Along with the recent prevalency of laser beam printer or the like that uses a laser beam as light source instead of conventional incandescent light and has advantages in higher printing speed, higher picture quality and non-impact printing, development for photosensitive materials capable of satisfying the requirements therefor has been demanded.
A semiconductor laser has been remarkably developed in recent years among the laser beams. In this case, since the wavelength of the semiconductor laser is around 800 nm, a photoconductive material of a property highly sensitive to the long wavelength ray around 800 nm has strongly been desired.
As the organic substance capable of satisfying the above-mentioned requirement, there have been known squaric acid methine dye, indoline dye, cyanine dye, pyrylium dye, polyazo dye, phthalocyanine dye, naphthoquinone dye and the like. However, at the present stage, the squaric acid methine dye, indoline dye, cyanine dye and pyrylium dye are insufficient in the practical stability, i.e., cyclic characteristics although they are adaptable to the longer wavelength, the polyazo dye is less adaptable to the longer wavelength and disadvantageous in view of the production thereof and the naphthoquinone dye is disadvantageous in view of the sensitivity.
The photoreceptor composed of a metal phthalocyanine compound among the phthalocyanine dyes, has a sensitivity peak at a relatively longer wavelength region of from 700 to 750 nm, while it somewhat varies depending on the central metal, as described in U.S. Pat. No. 3,357,989, Japanese Patent Application Laid-Open No. 11136/1974, U.S. Pat. No. 4,214,907 and British Patent No. 1268422, etc. However, the sensitivity is gradually reduced in excess of 750 nm, and turned into no more practically effective level.

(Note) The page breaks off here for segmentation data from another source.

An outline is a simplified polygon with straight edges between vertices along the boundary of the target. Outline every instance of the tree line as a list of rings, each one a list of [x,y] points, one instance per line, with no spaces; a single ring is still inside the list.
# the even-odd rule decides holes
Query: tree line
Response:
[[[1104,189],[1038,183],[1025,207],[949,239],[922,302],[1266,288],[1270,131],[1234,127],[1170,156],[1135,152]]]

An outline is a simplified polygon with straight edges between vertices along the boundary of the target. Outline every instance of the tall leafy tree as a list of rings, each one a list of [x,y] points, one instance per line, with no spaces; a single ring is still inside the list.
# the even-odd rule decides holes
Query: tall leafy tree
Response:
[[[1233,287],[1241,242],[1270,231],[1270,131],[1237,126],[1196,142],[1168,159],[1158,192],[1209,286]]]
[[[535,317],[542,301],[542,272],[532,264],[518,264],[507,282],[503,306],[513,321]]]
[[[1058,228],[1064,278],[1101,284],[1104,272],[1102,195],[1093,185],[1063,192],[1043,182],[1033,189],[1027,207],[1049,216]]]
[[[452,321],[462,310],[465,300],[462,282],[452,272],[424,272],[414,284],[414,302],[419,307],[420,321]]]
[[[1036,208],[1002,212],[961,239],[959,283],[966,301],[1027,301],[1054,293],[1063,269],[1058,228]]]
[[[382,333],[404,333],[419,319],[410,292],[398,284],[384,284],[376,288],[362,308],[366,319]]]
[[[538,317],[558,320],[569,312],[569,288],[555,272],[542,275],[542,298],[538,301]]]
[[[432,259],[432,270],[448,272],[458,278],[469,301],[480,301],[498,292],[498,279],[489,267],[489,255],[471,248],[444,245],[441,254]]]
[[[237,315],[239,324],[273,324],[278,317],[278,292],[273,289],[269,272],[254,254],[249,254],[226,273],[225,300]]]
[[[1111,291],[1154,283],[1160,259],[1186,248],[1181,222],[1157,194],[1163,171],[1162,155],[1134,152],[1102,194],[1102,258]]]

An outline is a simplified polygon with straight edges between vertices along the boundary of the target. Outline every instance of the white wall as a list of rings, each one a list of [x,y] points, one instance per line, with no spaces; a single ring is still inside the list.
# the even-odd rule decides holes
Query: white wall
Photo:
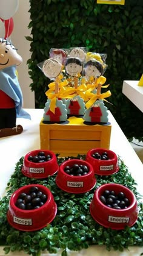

Japanese Patent Application Laid-Open No. 49544/1984 describes an electrophotographic photoreceptor in which titanium phthalocyanine is vapor-deposited on a substrate to prepare a charge generation layer, and a charge transport layer mainly composed of 2,6-dimethoxy-9,10-dihydroxyanthracene is prepared by coating. However, this photoreceptor material has a high residual potential to suffer from an unfavorable restriction to some extent in the practical use, and is less advantageous in view of the reproducibility of various electric properties due to the unevenness in the film thickness formed by the vapor-deposition. Furthermore, it bears some inevitable restrictions in the mass production of the photoreceptor in industrial scale. On the other hand, problems are resulted to the photoreceptor itself such as occurrence of interference fringe mainly attributable to the reflection of the laser beam on the substrate at the time of the exposure, while several technics have been known as the countermeasures therefor.
As one of such measures, there has been known a method of increasing the thickness of the charge generation layer to absorb the exposing laser beam, thereby eliminating the reflection from the substrate. But there is a limit to the thickness of the film that can be formed by the conventional vapor-deposition process and the thickness control is also difficult.
On the contrary, a method of preparing the charge generation layer by coating pigment dispersed binder solution is advantageous since this method can prepare the layer with an optional thickness at good reproducibility under easy control, requires no high vacuum system for the vapor-deposition, can avoid heat decomposition or degradation while heating, and additionally it is free from cumbersome procedures in the industrial production such as crystallization of vapor-deposited products in various ways after vapor-deposition as in the vapor deposition process.
The object of the present invention is to provide an organic photoconductive material capable of producing the photoreceptor having a high sensitivity at around 800 nm, while having a desired charging property, extremely low residual potential and satisfactory durability.